While sharing many features with a typical MAM (Media Asset Management) system, PAM (Production Asset Management) solutions have a number of unique requirements.
First of all, production workflows introduce some new “objects” to manage, most obviously the production projects themselves. Like other managed media, we need to be able to store, search and find metadata about projects but we also want to understand the relationships between projects and the media used in those projects. When a PAM (Production asset management) is able to understand the contents and context of a project, as opposed to very simply managing the project files, it enables some useful functionality such as archiving (and restoring) projects, including all associated media, and importing/exporting complete projects from/to external or offline systems. In many cases, media will be used in multiple projects, so the PAM also needs to be aware of this to make sure that links aren’t broken by media being moved or deleted when still in use.
In many cases, it’s also possible for the PAM system to orchestrate processes that might otherwise have needed to take place in the video editor. A good example here would be the rendering and publishing of projects. Depending on the content and complexity of the production project, this can take a lot of time, and that’s time that the editor themselves isn’t able to do their primary task, editing.

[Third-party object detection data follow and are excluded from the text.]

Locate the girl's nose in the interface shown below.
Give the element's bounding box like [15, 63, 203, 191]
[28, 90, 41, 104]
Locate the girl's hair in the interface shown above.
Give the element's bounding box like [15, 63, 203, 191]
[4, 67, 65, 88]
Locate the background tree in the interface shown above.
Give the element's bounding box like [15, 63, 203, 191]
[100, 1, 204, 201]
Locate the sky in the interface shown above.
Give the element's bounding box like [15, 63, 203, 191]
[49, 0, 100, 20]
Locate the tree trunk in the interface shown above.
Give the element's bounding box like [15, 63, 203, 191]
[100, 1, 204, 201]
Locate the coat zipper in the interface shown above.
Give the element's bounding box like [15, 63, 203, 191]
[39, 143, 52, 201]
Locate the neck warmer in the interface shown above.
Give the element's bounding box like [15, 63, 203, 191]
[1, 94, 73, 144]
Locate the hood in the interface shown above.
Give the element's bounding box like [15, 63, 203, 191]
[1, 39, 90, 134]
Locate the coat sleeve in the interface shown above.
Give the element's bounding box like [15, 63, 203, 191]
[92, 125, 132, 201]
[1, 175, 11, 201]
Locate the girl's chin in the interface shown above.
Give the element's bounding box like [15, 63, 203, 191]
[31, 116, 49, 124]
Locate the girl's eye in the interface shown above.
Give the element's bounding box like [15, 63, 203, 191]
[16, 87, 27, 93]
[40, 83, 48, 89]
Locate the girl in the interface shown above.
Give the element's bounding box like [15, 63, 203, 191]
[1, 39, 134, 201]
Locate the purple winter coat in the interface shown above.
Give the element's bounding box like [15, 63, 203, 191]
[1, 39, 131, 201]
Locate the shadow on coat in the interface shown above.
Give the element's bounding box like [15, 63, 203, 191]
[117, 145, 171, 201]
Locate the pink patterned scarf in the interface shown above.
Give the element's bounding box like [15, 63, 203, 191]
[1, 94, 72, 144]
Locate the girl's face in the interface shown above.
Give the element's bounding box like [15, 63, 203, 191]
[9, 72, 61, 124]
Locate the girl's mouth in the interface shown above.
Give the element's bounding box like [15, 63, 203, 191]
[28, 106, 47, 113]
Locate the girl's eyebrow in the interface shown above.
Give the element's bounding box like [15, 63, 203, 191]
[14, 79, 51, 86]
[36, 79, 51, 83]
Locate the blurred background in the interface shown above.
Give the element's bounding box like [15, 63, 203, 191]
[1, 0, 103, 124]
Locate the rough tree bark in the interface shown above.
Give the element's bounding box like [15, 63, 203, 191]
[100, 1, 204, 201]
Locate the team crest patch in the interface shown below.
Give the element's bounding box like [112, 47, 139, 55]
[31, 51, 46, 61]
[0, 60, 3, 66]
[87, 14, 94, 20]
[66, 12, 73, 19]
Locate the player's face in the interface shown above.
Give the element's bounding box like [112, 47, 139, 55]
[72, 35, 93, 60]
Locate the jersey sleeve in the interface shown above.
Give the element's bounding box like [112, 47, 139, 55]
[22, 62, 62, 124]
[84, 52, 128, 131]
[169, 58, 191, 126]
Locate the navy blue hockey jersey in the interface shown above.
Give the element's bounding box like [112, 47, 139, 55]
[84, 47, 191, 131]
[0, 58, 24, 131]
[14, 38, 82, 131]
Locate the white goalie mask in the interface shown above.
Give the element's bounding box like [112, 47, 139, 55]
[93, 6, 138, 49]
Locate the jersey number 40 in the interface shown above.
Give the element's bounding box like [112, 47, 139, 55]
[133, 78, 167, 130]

Where multiple users in a workgroup are collaborating on production projects, a PAM should support this with collaboration features, such as being able to see which users are interacting with projects, or project locking to prevent other users making unwanted changes.
In order to preserve quality, the production processes also typically use the highest available resolution and bit-rate media. To reduce network and storage load, it is common for organizations to use lower bit-rate “proxies” in some editing and other tasks. The PAM needs to maintain the relationships between the high bit-rate media and proxies through all the processes mentioned above, as well as knowing when to direct users to a proxy (e.g. for preview) vs. the full bit-rate media (e.g. for render). Finally, a PAM solution can incorporate a streaming server that enables those proxies to be delivered to the user, enabling remote workflows.
Depending on the size of the workgroup or enterprise where the production asset management is deployed, there may also be other requirements in addition to the core features mentioned above.